Lisa était entrée dans la police par nécessité. La fibre et la vocation ne l’avaient jamais habitée. Pourtant elle descendait d’une longue lignée de policiers. Un de ses ancêtres avait débarqué à Staten Island à la fin du XIX° siècle. Il avait trouvé une place au sein de la police new-yorkaise grâce à un cousin irlandais, puis son grand-père et son père avaient suivi la même voie. Un chemin qu’elle n’avait jamais envisagé. Non, à partir l’âge de neuf ans, son rêve avait été la musique, depuis le jour où sa mère l’avait inscrite à des cours de piano.
Pendant une dizaine d’années, elle avait continué l’apprentissage de cet instrument, puis avait suivi des leçons de chant, tout en poursuivant ses études et en jouant tous les dimanches sur l’harmonium de l’église.
À vingt ans, elle avait postulé pour la prestigieuse Julliard School, une école privée du spectacle située au cœur de New York, dont la réputation dépassait les frontières des États-Unis. Elle avait été prise après une audition et ce fût le plus beau jour de sa vie. Malheureusement, dans la semaine suivante arriva le plus terrible jour de sa vie.
Une petite frappe, défoncée au crack, avait poignardé à mort son père, un policier passionné, alors que celui-ci venait de l’arrêter après un sordide braquage. Ce drogué avait mis fin à sa carrière de musicienne et de chanteuse. Fille unique, elle s’était retrouvée avec sa mère qui n’avait jamais travaillé, à devoir assumer le prêt de la maison, les cotisations d’assurance-maladie et tout le reste.
L’argent demeurait toujours le nerf de New York et de tous les Américains. Sans lui, la vie vous rejetait sans ménagement. Sans lui, les portes de la Julliard School s’étaient définitivement fermées devant elle. Son père l’avait toujours encouragée dans cette voie et l’avait poussée dans son ambition d’entrer dans le monde de la musique. Il avait économisé pour lui payer ses études, mais du jour au lendemain, la vie de Lisa s’était écroulée. Elle avait dû trouver un emploi pour manger.
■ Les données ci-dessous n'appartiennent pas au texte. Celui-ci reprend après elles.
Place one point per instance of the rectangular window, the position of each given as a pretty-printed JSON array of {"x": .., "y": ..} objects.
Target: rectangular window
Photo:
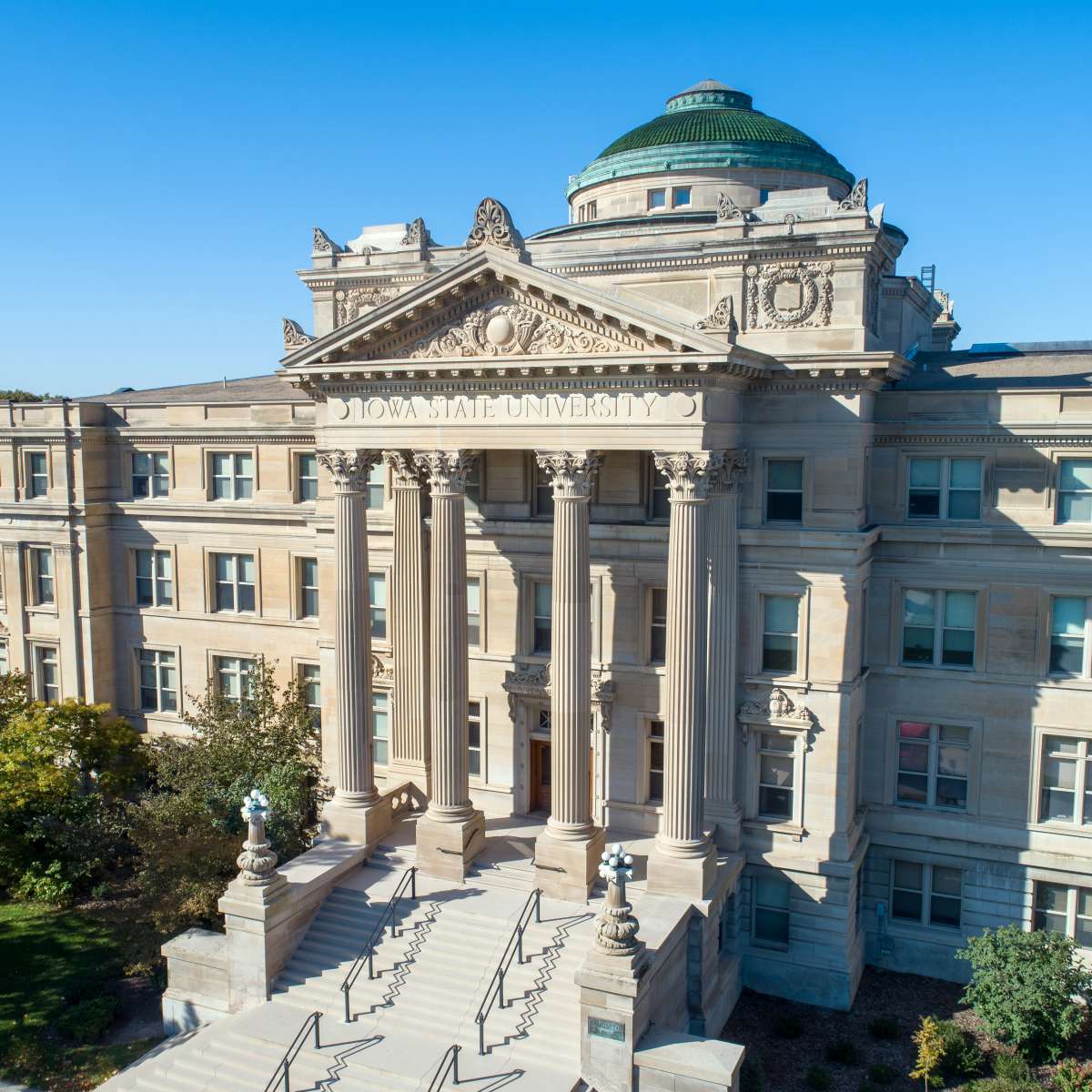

Heureusement, des amis de son père avaient réussi à la faire entrer dans la police. Ce n’était pas très glorieux, mais elle n’avait pas refusé cette aide.
Elle avait commencé au bas de l’échelle, à la circulation, puis, petit à petit, elle était montée en grade par concours, revancharde face à la vie, pour arriver au grade de Lieutenant.
Au début, son métier demeurait pour elle purement alimentaire : terminer de payer la maison de sa mère, puis son loyer à elle. Mais au fil des ans, elle s’était laissée prendre à son travail pour devenir une vraie flic qui ne lâchait aucune de ses enquêtes. Dans son commissariat, ses supérieurs la considéraient comme la plus teigneuse.
Le plus dur restait de côtoyer la mort. Elle ne s’y était jamais habituée et ne s’y habituerait jamais. Les autres policiers regardaient la mort avec dédain, pas elle. Et chacun des cadavres qui avait jonché sa carrière continuait de l’accompagner dans sa vie de tous les jours. Pour l’instant sa santé mentale tenait, mais elle avait peur de sombrer dans l’alcoolisme comme de nombreux collègues.
Au fil des ans, sa passion de la musique s’était diluée pour devenir un vague souvenir. Elle avait définitivement tiré une croix sur ses ambitions artistiques. Parfois, elle éprouvait des regrets, d’avoir manqué sa vocation.
Elle s’était mariée avec un policier, mais encore une fois le travail avait brisé le couple. Les papiers du divorce n’avaient été qu’une pure formalité. Ils s’étaient séparés bons amis et se revoyaient de temps en temps. Depuis cinq ans, elle vivait seule dans un appartement de Chelsea qu’elle louait une petite fortune, mais elle ne voulait pas quitter Manhattan. Parfois un homme passait un jour ou deux dans son lit, guère plus. Ensuite, elle replongeait dans les enquêtes qui étaient devenues sa vie.
Et puis il y avait tout juste un an, pour son trente-troisième anniversaire, sa mère l’avait invitée dans un restaurant de Little Italy. À la fin du repas, elle s’était levée, lui avait pris la main pour l’entraîner devant un piano droit qui trônait dans un coin de la salle. Elle avait lancé un : joyeux anniversaire, il est à toi, c’est ton cadeau.
Lisa avait failli rire devant l’incongruité du présent, mais elle s’était retenue en voyant les larmes couler sur les joues de sa mère. Elle s’était assise devant le piano. Pendant un instant, l’idée de se lever, de quitter le restaurant l’avait effleurée, mais elle l’avait abandonnée car sa mère avait dû économiser dollar après dollar pendant toutes ces années pour lui offrir ce piano. Elle avait ravalé sa rage, soulevé le couvercle.